The announcements came during Juncker's annual State of the Union address to the European Parliament. It comes at a critical juncture for the EU, amid a rise in populist and nationalist forces who have seized on the migration issue to show where Europe is falling short.
"The European Commission is today proposing to strengthen the European Border and Coast Guard to better protect our external borders with an additional 10,000 European border guards by 2020," Juncker said in his speech to the European Parliament, as reported by Agence France-Presse (AFP).

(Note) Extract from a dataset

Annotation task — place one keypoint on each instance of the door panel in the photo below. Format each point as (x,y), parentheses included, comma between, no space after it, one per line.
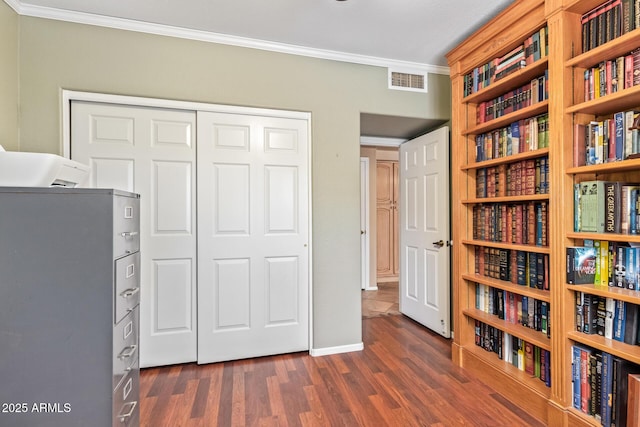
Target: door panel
(424,222)
(151,151)
(253,244)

The goal, if achieved, would be a significant boost from the current pan-EU force of 1,300 staff to help individual member states patrol their borders. The commission is also proposing the border force have greater powers to deport people classified as economic migrants who are fleeing poverty and seeking jobs.
The State of the Union address laid out the commission's political priorities for the year ahead, and comes ahead of EU elections in May 2019, in which populists and nationalists could make strong gains. The proposals require the approval of EU member states and lawmakers before they can take effect.
The proposals came a week before EU leaders hold informal talks in Salzburg, where migration will be high on the agenda. German Chancellor Angela Merkel described migration as the biggest challenge the EU is facing, calling it a "significantly larger" threat to the bloc's unity than the eurozone financial crisis had been.
As the EU has yet to find common ground or policy for saving the lives of migrants at sea, a human rights group accused EU member states for an increase in the Mediterranean migrant death toll.
The journey by land through the Sahara and then across the Mediterranean remains the world's deadliest migration route, and as polarizing as ever in European politics. Italy's Interior Minister Matteo Salvini, who is also the head of the far-right League party and a prominent member of the new Italian government, is leading a high-profile campaign to exclude humanitarian rescue ships from Italian ports. He also argues that European countries should find a way to block the migrants before they leave Africa or send boats with asylum seekers back to the ports where they came from, including to Libya's harbors. Besides Italy, governments in Austria and central Europe argue that the EU can only bring migration under control by closing its borders to new arrivals, while opposing efforts to redistribute asylum seekers within the bloc.
The number of migrants reaching the EU has in fact dropped sharply since the height of the crisis in 2015 when more than a million arrived from the Middle East and Africa, mostly by sea from Turkey to Greece and then overland across the Balkans. That route was largely shut by a 2016 agreement between the EU and Turkey. The other main route, the frequently deadly crossing from North Africa to Italy, remains open, but numbers have declined substantially in the past year as Libyan armed factions have cut down on people smuggling. Still the issue remains sharply divisive across Europe.